Haynes v. Washington
Headline: Police interrogation practices limited after Court overturns a conviction where officers denied phone calls and promised access only if the suspect confessed, affecting how police may secure confessions.
Holding:
- Overturns the conviction and sends the case back for further state proceedings.
- Limits police from using incommunicado detention and conditional phone access to extract confessions.

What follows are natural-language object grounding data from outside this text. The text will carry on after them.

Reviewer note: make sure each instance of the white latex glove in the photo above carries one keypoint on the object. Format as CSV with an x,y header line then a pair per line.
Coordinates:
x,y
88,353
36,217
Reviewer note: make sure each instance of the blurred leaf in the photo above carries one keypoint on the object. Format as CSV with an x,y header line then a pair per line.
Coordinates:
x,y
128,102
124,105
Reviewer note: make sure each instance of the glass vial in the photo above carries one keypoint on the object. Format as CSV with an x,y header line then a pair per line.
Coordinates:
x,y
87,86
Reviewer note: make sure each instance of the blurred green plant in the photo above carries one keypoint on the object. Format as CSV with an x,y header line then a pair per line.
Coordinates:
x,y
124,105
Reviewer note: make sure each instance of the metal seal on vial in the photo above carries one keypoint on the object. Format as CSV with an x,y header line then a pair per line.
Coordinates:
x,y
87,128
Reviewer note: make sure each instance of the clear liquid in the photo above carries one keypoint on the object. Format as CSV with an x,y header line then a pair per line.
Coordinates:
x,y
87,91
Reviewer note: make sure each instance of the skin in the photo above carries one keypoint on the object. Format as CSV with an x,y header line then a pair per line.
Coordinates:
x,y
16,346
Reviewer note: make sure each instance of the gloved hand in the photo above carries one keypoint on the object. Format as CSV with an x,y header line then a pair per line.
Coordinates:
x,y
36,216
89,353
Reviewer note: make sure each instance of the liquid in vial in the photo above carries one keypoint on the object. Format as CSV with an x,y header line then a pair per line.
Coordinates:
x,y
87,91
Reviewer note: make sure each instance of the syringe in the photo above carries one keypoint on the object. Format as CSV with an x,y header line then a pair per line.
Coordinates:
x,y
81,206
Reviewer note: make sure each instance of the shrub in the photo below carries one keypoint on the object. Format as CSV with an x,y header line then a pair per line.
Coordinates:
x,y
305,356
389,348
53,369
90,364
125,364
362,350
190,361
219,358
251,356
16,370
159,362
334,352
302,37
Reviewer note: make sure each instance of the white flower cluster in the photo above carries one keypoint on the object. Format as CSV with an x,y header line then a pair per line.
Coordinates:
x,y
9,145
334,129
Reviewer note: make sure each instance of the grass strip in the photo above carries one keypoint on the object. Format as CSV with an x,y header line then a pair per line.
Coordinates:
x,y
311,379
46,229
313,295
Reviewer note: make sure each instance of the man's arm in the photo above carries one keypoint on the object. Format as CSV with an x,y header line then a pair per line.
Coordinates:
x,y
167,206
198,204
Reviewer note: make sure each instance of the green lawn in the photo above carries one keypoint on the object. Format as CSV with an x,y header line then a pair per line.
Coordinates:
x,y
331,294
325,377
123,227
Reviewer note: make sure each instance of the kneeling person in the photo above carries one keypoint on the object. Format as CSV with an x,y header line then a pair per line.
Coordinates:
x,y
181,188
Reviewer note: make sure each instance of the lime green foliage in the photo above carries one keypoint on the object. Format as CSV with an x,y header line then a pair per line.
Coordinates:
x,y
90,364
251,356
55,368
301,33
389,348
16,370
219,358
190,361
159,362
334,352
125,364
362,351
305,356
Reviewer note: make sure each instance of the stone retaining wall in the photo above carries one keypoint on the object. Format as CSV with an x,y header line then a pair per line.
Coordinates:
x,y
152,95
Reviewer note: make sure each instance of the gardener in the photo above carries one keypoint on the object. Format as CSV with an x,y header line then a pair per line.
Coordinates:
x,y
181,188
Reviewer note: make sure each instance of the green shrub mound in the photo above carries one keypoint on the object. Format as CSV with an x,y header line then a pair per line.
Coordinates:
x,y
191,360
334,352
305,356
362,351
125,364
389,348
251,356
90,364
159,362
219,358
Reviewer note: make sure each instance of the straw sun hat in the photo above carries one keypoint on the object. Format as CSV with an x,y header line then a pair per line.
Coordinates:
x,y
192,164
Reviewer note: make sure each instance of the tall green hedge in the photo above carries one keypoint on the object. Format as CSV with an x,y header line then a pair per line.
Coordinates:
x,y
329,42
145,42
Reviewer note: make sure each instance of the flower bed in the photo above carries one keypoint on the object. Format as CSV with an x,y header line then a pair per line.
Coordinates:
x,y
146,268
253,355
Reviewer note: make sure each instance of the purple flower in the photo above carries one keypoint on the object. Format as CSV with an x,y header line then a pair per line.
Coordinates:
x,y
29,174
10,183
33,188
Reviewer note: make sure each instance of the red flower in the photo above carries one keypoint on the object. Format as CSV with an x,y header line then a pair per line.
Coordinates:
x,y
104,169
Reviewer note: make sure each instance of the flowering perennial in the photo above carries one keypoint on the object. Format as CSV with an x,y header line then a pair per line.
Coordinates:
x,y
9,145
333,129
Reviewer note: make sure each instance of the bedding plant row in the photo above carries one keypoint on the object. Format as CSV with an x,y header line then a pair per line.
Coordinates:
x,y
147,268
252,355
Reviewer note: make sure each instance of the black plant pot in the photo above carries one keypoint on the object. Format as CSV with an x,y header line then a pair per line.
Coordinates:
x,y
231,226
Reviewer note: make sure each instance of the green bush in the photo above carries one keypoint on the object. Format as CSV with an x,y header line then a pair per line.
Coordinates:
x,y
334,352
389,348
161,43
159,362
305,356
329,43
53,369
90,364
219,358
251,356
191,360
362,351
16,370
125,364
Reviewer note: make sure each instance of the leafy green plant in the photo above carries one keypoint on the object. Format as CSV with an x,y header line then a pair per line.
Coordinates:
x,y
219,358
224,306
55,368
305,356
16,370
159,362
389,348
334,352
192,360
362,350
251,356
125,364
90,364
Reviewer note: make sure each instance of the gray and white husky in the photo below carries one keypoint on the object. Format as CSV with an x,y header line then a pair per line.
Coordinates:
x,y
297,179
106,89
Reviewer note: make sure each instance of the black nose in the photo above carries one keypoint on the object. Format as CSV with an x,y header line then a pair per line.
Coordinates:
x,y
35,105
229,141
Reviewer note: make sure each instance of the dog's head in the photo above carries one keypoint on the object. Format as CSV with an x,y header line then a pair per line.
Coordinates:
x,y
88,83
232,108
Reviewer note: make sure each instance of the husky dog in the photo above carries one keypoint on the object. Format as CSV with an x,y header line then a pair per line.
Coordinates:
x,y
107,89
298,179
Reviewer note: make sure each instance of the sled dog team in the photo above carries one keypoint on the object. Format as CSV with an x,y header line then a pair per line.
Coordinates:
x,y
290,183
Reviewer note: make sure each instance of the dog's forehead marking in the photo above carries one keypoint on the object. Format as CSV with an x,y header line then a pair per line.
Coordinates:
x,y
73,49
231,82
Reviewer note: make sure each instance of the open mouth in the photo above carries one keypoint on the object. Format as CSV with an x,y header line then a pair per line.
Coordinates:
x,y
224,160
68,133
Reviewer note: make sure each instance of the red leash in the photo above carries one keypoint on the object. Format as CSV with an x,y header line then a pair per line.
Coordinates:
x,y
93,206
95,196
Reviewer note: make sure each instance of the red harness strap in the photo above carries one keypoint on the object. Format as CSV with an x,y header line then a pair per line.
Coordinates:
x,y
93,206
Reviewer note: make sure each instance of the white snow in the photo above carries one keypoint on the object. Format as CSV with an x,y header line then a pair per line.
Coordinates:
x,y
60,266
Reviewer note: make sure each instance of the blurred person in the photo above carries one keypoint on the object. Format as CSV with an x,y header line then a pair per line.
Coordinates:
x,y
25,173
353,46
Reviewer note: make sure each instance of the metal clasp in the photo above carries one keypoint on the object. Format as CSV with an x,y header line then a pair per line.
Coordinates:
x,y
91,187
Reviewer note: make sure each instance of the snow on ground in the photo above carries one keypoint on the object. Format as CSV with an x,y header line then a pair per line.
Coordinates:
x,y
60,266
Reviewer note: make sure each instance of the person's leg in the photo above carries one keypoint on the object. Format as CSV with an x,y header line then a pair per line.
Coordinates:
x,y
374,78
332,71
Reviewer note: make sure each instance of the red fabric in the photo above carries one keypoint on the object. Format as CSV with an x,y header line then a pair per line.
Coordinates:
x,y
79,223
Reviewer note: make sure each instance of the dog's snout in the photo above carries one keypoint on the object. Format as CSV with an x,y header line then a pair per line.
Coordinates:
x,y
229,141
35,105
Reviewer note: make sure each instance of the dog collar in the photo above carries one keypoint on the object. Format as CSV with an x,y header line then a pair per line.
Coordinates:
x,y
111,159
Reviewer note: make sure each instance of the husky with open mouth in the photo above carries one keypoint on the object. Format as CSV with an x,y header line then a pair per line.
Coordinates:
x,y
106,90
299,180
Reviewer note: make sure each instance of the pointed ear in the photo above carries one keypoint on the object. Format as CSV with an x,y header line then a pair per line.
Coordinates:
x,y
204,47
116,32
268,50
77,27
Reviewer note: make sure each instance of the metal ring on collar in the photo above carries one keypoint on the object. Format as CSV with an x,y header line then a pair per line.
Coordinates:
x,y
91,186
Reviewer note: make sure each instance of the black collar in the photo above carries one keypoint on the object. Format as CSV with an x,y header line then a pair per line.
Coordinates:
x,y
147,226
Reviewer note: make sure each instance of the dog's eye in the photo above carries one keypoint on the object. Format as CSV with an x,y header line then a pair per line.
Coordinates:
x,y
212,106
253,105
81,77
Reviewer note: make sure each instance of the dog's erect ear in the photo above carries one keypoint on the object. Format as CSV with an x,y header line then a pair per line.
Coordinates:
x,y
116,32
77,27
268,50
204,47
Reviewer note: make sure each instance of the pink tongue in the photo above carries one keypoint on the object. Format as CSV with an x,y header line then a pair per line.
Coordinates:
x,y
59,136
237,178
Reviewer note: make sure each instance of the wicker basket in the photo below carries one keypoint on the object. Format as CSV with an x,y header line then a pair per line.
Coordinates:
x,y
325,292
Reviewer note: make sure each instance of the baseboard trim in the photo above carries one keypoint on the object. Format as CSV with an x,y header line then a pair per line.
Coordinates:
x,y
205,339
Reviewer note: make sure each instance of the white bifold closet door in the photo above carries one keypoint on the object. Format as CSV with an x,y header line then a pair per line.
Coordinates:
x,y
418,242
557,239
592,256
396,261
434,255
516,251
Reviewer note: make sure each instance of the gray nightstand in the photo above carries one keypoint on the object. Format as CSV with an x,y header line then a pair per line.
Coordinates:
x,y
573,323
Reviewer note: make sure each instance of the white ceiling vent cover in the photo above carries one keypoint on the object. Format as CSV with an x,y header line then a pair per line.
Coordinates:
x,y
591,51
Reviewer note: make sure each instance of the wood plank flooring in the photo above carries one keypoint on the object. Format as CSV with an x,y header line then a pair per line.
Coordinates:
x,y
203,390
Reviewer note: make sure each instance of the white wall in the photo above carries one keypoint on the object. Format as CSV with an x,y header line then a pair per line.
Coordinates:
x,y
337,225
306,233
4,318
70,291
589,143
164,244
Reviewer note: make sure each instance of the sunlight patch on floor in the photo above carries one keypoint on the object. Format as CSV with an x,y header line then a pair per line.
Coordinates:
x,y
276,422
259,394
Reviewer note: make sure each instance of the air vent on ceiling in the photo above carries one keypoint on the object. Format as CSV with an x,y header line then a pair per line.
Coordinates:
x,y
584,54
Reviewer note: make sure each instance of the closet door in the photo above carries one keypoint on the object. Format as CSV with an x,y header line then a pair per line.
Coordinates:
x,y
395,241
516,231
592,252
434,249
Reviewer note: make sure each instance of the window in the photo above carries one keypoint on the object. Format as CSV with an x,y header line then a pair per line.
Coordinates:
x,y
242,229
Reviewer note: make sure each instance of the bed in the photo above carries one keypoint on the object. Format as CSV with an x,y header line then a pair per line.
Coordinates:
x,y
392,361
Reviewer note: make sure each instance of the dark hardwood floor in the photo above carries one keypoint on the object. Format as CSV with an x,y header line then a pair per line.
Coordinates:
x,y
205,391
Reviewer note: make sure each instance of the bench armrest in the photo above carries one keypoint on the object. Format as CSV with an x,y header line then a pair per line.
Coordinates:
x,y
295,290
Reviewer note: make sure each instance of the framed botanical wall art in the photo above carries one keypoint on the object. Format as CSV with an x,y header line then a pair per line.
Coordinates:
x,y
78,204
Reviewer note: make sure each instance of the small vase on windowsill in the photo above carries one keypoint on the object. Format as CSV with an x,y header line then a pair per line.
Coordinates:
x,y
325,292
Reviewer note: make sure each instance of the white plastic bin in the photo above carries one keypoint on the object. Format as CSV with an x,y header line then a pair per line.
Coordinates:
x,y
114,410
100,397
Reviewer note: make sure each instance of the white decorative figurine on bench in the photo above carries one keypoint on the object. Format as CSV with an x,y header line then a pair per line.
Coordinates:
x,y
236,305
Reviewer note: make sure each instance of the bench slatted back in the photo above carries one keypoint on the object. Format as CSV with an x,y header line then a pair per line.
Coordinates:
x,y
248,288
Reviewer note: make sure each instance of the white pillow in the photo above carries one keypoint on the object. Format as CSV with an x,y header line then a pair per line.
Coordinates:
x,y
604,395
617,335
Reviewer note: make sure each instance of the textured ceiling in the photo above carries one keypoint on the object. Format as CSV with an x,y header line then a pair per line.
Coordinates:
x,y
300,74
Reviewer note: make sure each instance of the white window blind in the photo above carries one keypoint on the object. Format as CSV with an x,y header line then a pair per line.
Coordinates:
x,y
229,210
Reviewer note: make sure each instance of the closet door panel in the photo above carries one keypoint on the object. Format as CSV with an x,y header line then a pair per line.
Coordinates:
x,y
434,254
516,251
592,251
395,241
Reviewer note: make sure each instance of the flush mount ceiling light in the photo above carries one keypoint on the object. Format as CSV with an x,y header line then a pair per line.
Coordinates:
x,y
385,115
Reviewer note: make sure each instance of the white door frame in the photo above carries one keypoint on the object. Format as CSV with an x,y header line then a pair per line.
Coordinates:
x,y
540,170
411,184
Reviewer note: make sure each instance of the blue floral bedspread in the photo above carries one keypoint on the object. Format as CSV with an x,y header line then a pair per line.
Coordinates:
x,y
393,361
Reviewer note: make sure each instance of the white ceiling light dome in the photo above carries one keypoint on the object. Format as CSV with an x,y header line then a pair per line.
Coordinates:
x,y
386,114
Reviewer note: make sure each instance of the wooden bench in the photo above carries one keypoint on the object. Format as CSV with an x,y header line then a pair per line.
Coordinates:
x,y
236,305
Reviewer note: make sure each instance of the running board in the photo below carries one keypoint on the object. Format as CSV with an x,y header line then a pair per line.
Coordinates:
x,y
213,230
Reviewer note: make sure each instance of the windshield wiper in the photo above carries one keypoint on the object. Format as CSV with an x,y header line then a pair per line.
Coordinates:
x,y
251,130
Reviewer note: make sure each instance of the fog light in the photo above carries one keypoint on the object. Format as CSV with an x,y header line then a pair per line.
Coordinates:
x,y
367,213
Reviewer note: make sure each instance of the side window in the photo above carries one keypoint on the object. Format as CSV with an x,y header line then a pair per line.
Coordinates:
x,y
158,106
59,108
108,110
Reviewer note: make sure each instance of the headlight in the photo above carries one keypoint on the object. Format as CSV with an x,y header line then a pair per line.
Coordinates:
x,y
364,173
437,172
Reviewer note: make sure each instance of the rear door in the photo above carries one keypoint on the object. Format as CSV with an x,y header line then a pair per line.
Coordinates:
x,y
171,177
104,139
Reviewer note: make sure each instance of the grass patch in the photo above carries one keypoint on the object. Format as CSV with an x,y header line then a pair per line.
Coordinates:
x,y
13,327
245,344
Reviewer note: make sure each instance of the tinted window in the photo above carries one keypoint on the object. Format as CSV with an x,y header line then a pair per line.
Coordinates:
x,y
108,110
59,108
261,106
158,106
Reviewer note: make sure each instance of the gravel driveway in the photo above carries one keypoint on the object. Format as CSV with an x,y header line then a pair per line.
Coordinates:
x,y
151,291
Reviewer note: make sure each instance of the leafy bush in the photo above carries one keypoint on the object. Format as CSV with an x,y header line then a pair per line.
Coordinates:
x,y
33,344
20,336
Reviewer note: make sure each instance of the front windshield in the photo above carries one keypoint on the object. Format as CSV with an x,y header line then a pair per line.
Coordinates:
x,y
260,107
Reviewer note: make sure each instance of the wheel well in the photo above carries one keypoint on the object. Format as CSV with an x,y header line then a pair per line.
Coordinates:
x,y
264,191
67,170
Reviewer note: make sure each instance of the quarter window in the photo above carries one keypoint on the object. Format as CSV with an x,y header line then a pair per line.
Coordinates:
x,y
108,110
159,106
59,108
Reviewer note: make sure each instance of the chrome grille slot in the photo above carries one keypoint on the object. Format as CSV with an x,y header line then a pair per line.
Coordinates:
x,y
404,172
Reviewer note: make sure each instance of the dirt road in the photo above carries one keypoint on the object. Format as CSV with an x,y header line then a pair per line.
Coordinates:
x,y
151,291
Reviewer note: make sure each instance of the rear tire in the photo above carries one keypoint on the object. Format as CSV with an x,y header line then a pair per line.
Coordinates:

- Requires courts to independently review whether confessions were voluntary, not just accept jury findings.
Summary
Background
A man arrested near a Spokane gas station was questioned and made oral admissions soon after his arrest. The next morning detectives transcribed a written confession that he signed after roughly 16 hours in custody. He testified that he repeatedly asked to call his wife or a lawyer but was refused and told he could call only if he “cooperated”; he was held incommunicado for days.
Reasoning
The Court asked whether the signed written confession was voluntary. After reviewing the record, the majority found uncontradicted evidence that officers conditioned contact with the outside world on the suspect’s cooperation, failed to advise him of basic safeguards, and kept him isolated. Applying prior decisions, the Court concluded those promises and the secret detention overbore the defendant’s will, so admitting the written statement violated basic fairness guaranteed by the Constitution.
Real world impact
The Court overturned the conviction and sent the case back to state proceedings without the improperly obtained statement. The decision rejects the use of incommunicado detention and conditional phone access as legitimate tools to obtain confessions and stresses that judges must carefully review whether any confession was truly voluntary before allowing it at trial.
Dissents or concurrances
A dissent argued the defendant was an experienced adult who had made earlier oral admissions and that the record did not show coercion sufficient to destroy free choice, so that court would have left the conviction in place.